South Africa knows this all too well. Perhaps the most moving aspect of my trip was my visit to the Apartheid Museum. To think that just a few years ago, apartheid was the norm in South Africa, is astounding; to experience the lively, diversified city of Johannesburg as it is now is like nothing else.
Prior to my trip, I had a vague-to-mediocre knowledge of the history of apartheid. After my trip, I questioned myself repeatedly: How did I not know more? Those were the very words I asked myself when I first learned about animal cruelty. The comparison shook me; then, it empowered me.
This experience left me with hope for the animal rights movement. Just less than 20 years ago, South Africa was a country full of nearly-incomparable, state-enforced racism. Through political activism, apartheid was overturned and a new era began. The entire country underwent a gestalt shift, and “normal” became redefined. But since the early post-apartheid days were full of lingering violence, the Truth and Reconciliation Commission was assembled in South Africa, and through discussion and mediation, much was resolved. Discussion and mediation. Imagine that.
Of course, South Africa still has problems of Herculean proportions (such as, needless to say, the AIDS epidemic, continuing social inequality and the alarmingly high crime rate – at least in Johannesburg). But in many ways I think this country can teach our country many lessons in terms of achieving social change, lessons that we can plug into the animal rights movement.
One of the activists whom I had the honor of meeting was David Bilchitz. David is a walking example of the importance of shedding light on the intersectionality between social justice causes. Not only has he been instrumental in the campaign for civil marriage for same-sex couples (yes, gay marriage is legal in South Africa), but he has also devoted his life to working on both human and animal rights issues. (Check out his book, Poverty and Fundamental Rights: The Justification and Enforcement of Socio-economic Rights.)
(Poverty and hunger, of course, deeply afflict South Africa. Though world hunger is obviously an extremely complex issue, one proactive way of making a difference is to go vegan, since so much land on this planet is inefficiently and irresponsibly used for growing feed for animals. This blog delves into that issue nicely.)

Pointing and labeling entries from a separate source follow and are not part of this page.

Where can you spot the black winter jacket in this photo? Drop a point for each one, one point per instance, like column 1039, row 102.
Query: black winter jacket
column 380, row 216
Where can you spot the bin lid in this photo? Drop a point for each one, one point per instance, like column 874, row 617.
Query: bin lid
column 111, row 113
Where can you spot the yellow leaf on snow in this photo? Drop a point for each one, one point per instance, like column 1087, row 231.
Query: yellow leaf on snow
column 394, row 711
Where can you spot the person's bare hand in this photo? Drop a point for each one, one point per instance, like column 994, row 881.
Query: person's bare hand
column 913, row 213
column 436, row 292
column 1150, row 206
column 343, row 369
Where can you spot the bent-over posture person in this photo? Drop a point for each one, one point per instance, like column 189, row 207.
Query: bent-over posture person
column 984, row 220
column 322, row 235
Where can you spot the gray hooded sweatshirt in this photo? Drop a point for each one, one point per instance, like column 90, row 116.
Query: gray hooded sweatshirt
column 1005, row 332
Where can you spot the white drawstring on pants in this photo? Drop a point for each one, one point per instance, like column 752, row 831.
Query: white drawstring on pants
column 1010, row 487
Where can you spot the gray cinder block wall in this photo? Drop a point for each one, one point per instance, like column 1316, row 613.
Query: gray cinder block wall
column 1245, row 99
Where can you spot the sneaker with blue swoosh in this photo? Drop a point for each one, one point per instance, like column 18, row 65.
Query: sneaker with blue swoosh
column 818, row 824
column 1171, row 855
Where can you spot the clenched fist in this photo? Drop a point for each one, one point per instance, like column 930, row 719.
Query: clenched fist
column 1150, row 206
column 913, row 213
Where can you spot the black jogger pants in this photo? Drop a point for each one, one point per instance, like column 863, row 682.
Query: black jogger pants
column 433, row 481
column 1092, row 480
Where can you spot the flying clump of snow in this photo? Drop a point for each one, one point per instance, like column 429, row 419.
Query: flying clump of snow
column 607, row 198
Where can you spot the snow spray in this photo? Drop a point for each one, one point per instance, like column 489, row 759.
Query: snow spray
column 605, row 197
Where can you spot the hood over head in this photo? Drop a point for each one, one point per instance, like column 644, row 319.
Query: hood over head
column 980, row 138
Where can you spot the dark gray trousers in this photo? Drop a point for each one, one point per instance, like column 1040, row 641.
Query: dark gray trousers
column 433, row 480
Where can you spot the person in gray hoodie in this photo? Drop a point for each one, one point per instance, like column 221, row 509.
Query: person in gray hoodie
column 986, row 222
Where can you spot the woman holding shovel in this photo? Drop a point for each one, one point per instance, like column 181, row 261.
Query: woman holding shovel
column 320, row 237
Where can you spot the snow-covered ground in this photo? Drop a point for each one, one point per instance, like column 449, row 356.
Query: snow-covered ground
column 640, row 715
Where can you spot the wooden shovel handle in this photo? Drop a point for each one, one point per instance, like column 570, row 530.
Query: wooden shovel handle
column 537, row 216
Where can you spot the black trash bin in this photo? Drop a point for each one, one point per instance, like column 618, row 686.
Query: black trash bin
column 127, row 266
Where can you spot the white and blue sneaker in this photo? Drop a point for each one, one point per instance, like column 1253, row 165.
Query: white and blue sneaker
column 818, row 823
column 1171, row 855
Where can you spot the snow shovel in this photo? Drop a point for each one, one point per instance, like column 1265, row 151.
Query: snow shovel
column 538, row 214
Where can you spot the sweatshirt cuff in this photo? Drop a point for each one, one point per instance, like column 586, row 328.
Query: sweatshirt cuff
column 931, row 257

Two other ARA activists I met while in Johannesburg were Michele Pickover (author of Animal Rights in South Africa – a must-read for any animal advocate), and Zelma Opland, psychologist-turned-activist-extraordinaire. It’s important to note that the animal rights scene in South Africa is much more diffuse and sparse than here in the U.S. Many times when conversing with these folks, I realized that this must have been what it was like to talk to Gene Baur in the mid-80s. These phenomenal individuals – and the many others I met there – are the vanguard of the South African animal rights movement.
I want to say that I left South Africa with new friends, but the truth is, these activists were my friends before I even got there. The animal rights community is a very funny place. The Sister Sledge song, “We Are Family” comes to mind. Somehow, when you’re fighting the same fight, you are automatically connected – even when you differ about tactical strategies and ideas.
My short trip to South Africa left me with big hopes. Change is possible; we just need to create it. So … Join Farm Sanctuary’s Advocacy Campaign Team. Get in touch with Animal Rights Africa. Involve yourself with groups that fight poverty and AIDS. Whenever possible, speak up for farm animals in these different circles. Find and form coalitions. Embrace the community that is all around you.
In the words of Nelson Mandela: “To be free is not merely to cast off one’s chains but to live in a way that respects and enhances the freedom of others.”